Another issue Annie spoke publicly about, at a time when few people would go there, is mental health. "Times have changed so much," she says. "I experienced depression – and I had no idea what it was. There wasn’t a word for it. Well, there was, but it didn’t mean anything to anybody. As for therapy, talking, counselling, antidepressants, these things weren’t accessible, there was nowhere to go, people were suffering in silence. But now people are talking, the terminology is coming out, and people are using it."
Now 63, a lifelong activist and the head of a women’s rights NGO, challenging Western feminism to be truly inclusive of all women, Annie can count herself among the hardcore feminists. I ask, as a Nobel Woman of Peace, and a person who has experienced the darkness of depression, whether she's found peace of mind. "Hmm," she answers after a pause. "Well, I didn’t get the Woman of Peace award because I was so peaceful myself! A peaceful existence is something we need to cultivate in ourselves and in how we deal with each other. Are we kind with ourselves? Are we kind with each other? How do we deal with anger? How do we deal with losing it? How do we say sorry? How do we forget? These are human occurrences that go on every day. I get angry and upset if people are rude or thoughtless. But I have to take a breath, count to 10 and just understand that that person is in that space."

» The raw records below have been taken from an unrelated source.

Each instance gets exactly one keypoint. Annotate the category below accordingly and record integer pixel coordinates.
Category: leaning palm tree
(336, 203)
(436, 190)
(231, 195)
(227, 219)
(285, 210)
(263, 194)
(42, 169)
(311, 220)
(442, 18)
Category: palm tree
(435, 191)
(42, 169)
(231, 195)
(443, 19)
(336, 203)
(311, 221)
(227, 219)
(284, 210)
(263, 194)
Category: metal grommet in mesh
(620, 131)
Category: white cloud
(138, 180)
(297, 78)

"It’s not just by you doing your job as an editor in women’s media," Annie says warmly but with intent at the end of the conversation. "It’s by you becoming a global feminist yourself and understanding what that means, looking for every opportunity and using every possibility you have to spread the word. Change is happening within you right now, as an individual." One final call to action, and then our time is up.